Docosahexaenoic acid (DHA)-induced heme oxygenase-1 attenuates cytotoxic effects of DHA in vascular smooth muscle cells.

Objective: Docosahexaenoic acid (DHA), a member of n-3 polyunsaturated fatty acids (n-3 PUFA) is a potent regulator of molecular events implicated in cardiovascular health. In a previous study we found that Ca(2+)-dependent oxidative stress is the central and initial event responsible for induction of unfolded protein response (UPR), cell cycle arrest and apoptosis in DHA treated primary human smooth muscle cells isolated from small pulmonary artery (hPASMC). In the present study we examined the impact of heme oxygenase (HO)-1, induced by DHA, on DHA-induced oxidative stress, UPR, cell proliferation and apoptosis in hPASMC.

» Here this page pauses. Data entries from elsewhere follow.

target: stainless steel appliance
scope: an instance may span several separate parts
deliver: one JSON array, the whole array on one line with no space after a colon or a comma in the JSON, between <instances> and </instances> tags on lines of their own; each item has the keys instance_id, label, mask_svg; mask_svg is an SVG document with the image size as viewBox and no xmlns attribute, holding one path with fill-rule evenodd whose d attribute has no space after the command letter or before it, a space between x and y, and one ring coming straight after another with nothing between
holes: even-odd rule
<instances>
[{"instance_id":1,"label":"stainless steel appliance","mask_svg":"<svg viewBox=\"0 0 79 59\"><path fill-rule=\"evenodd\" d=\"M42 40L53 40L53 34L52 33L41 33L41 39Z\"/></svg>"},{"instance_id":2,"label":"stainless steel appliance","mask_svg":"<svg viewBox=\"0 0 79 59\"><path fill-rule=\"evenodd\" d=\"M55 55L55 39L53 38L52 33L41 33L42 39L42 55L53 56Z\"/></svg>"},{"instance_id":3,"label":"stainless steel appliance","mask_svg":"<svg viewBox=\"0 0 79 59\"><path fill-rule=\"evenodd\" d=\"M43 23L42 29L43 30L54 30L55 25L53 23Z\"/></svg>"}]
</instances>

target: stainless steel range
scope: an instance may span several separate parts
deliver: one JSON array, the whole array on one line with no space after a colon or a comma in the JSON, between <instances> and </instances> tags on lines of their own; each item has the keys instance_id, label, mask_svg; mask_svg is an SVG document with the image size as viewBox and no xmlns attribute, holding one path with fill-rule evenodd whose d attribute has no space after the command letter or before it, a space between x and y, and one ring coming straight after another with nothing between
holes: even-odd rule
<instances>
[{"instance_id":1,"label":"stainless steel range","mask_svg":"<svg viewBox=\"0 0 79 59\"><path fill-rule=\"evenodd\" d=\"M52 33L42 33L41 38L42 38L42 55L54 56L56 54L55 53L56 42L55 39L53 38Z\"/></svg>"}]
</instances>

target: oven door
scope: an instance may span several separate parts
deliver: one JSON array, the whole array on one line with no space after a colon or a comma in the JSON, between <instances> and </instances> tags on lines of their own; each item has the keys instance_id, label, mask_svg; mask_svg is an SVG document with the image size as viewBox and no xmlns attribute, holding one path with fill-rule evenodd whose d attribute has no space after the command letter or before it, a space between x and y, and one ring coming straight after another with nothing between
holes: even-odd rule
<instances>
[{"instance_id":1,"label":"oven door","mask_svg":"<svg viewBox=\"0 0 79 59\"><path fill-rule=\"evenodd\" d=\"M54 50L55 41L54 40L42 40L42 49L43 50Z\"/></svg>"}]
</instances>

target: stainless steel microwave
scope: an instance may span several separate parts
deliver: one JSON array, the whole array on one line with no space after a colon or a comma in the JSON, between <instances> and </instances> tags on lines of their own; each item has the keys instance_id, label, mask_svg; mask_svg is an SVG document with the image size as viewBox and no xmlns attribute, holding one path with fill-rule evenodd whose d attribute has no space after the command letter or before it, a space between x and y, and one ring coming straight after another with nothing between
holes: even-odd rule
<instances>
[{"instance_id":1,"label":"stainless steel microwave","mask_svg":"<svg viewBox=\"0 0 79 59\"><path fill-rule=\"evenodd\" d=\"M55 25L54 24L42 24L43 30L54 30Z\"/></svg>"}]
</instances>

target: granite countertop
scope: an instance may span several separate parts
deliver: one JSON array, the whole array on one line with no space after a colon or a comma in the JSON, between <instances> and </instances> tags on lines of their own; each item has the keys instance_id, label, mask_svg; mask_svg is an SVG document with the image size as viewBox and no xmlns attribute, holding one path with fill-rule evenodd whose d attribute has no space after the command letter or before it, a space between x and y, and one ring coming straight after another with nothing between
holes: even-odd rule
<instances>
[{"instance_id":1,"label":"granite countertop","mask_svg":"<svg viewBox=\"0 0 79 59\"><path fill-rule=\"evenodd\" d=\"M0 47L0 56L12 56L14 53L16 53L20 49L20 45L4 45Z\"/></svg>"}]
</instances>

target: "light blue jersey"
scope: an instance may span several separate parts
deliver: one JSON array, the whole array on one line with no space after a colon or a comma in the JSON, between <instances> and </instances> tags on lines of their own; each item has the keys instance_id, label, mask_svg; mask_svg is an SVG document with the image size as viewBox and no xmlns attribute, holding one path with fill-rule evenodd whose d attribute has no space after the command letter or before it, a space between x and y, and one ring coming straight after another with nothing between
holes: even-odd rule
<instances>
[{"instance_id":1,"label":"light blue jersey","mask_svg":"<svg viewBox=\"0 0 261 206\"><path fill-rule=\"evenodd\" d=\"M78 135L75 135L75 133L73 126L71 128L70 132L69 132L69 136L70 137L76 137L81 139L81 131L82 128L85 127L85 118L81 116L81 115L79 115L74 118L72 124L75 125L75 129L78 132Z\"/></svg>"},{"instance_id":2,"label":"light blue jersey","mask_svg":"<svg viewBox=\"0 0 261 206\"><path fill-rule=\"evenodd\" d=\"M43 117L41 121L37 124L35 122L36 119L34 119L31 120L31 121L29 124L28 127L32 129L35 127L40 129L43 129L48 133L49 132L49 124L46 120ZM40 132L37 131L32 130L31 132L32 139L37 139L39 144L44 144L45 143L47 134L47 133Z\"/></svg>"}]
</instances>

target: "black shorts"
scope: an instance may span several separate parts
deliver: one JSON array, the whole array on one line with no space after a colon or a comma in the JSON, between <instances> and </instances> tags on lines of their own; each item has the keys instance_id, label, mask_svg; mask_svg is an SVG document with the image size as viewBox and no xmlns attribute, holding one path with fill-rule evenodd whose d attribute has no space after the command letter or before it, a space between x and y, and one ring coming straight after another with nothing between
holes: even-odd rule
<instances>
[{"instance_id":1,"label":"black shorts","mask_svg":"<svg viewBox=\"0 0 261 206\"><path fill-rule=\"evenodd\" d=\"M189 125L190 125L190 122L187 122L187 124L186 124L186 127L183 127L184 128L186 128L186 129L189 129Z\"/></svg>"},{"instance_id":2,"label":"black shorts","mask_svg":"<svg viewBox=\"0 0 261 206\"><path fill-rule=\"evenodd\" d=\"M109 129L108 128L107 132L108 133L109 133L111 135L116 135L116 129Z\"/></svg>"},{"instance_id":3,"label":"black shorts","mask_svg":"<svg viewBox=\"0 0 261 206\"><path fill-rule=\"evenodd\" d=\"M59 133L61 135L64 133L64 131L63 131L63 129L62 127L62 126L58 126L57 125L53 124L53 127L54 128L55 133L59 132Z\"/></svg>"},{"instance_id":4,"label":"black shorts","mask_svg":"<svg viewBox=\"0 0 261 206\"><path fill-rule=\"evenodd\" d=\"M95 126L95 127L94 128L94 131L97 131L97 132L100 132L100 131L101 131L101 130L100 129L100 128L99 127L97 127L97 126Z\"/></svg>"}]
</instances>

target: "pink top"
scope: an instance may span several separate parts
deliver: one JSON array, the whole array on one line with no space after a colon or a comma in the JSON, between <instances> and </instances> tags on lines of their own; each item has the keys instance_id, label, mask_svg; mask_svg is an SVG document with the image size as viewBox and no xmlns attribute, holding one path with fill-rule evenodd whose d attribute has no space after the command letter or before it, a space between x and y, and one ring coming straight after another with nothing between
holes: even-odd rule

Methods & Results: DHA led to a time- and concentration-dependent increase in HO-1 mRNA and protein levels in hPASMC. The DHA-induced HO-1 upregulation could be attenuated by preincubation of cells with a strong antioxidant Tempol or by siRNA-mediated depletion of nuclear factor erythroid 2-related factor-2 (Nrf2). In DHA-treated hPASMC, depletion of HO-1 by siRNA-mediated silencing resulted in increased levels of reactive oxygen species (ROS) and increased duration of UPR, the latter revealed by monitoring of spliced X-box binding protein 1 (XBP-1) variant. Moreover, HO-1 silencing augmented apoptosis in DHA-treated hPASMC as found by increased numbers of cleaved caspase-3-positive cells. HO-1 silencing did not affect proliferation of hPASMC exposed to DHA.
Conclusion: Our results indicate that DHA-induced, ROS-dependent upregulation of HO-1 attenuates oxidative stress, UPR and apoptosis in DHA-treated hPASMC.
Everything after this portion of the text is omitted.